Brian has mastered far more than slapstick stunts and became known as one of the best tightrope walkers on the circus circuit. He says: “I was always athletic and sporty, so the wire was a starting point to expand on tricks.

“For practice it was a couple of feet above ground, but I took one step out and then continued walking.

“I didn’t even think of coming off. It was just as normal as walking down the street.

“Then I built into the act skipping, dancing and juggling while up there. I loved to get the laughs.”

Brian also fell in love with singer Julie Dey and they married in 1959 and toured the world with their cabaret act. He says: “It was a great life. I’ll never forget the year in Africa, playing 200 shows, travelling by train. On the back car you could sit on the balcony, watching lions, giraffes and elephants in their habitat.

“Wherever we went we made friends and learned so much. Every day was an adventure and I had Julie to share the ride.”

In 1965 Brian was flown to New York to appear on The Ed Sullivan Show four weeks before The Beatles performed. He says: “It was a big show and an honour, but I saw it as well-paid gig. People today would see that as an opportunity to break into TV and movies, but I was settled in my career.

“Afterwards an agent offered me a season at Radio City Music Hall but I wanted to get back to London to be with my wife as we’d just had our daughter Sally.

“It never entered my mind to grow a career and try for Hollywood. If I stayed who knows if movies would have called?

“But I don’t regret anything. Family had always been important to me and I was not going to leave to build a career thousands of miles away.” Brian bought an 18-bedroom property in New Cross, South East London, to use as both a family home and rental spot.

He and his wife’s parents moved in to help care for Sally and younger son Nicky while he performed his tightrope act.

Brian was a coach for several Great Britain members in the late 1970s but the circus drew him back in and he joined London’s Circus UK as assistant director.

At the same time what was then a small French-Canadian company, Cirque du Soleil, which was doing similar shows, came calling.

He says: “The bosses saw what we did and asked us to go to Montreal for workshops. I didn’t realise that was their audition.

“They loved my comic ringmaster so much that they hired me for that and to work the tightrope with Sally and Nicky. It reinvigorated me with a love for the circus as I was now well into my 50s.”

Cirque created artistic coordinator roles for Brian at new shows in Las Vegas and Europe. But on the opening night of “O” in Vegas in 1998 Julie died of pancreatic cancer.

Brian says: “She had been ill but encouraged the family to continue work. We made a point to spend as much time as we could together, which made our final days really special.
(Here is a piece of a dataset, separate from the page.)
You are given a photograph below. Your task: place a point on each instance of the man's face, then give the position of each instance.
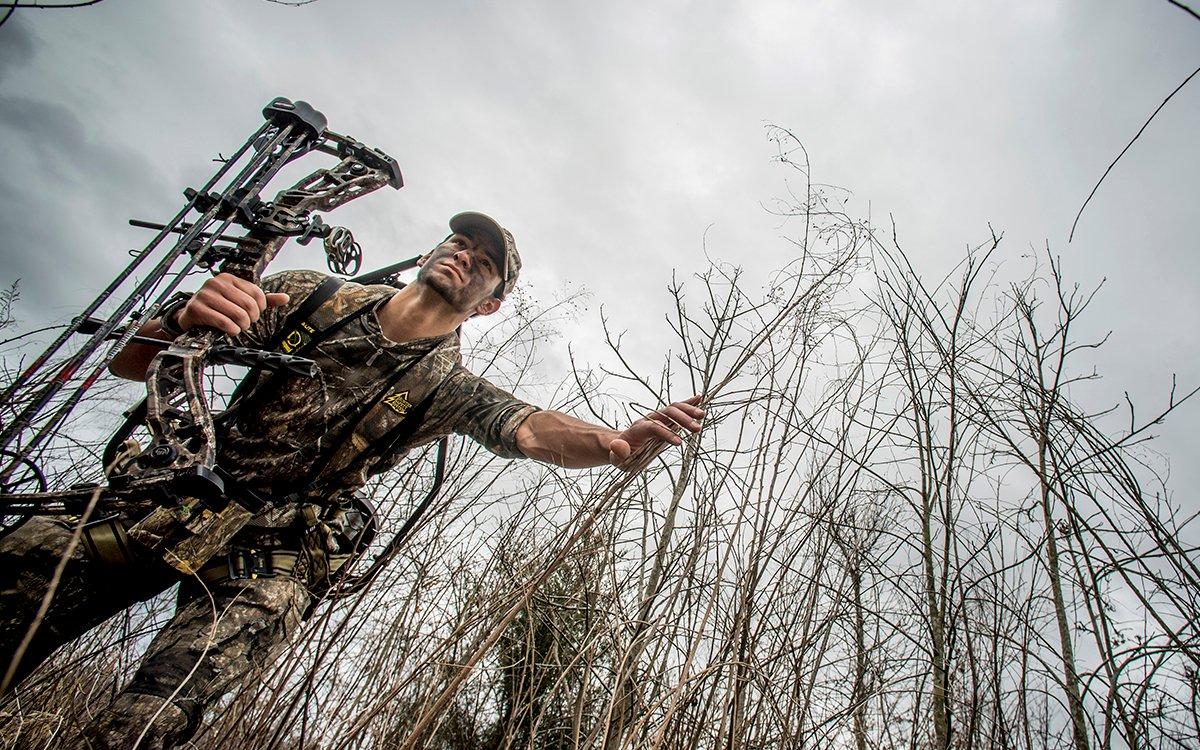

Our love was never stronger than at the end.”

When Brian was widowed, head of wardrobe Helene showed particular kindness to him. They began dating and married in 2007.

But there’s no doubt the other great love in Brian’s life is the circus.

He says: “I cannot wait to get on stage for each show. Even if I am stuck in that bloody awful traffic on the Strip, the minute I get to the theatre all my worries melt away.

“I hope the high point of my career is yet to come.”

Tradition of slapstick and pratfalls is 2,000 years old

Clowning has a tradition that dates back to ancient Roman times.

Back then the Stupidus character told riddles and got into slapstick fights. In England the word “clown” first appeared in 1560 and the professional fool emerged after 1600.

Superstardom came in the early 1800s with Joseph Grimaldi, whose clown was a huge pantomime hit.

The famous red nose is said to date from the 1860s, when German performer Tom Belling fell and bloodied his nose in the ring.

Hollywood later reflected the US circus trend for hobo characters, with Charlie Chaplin’s The Tramp.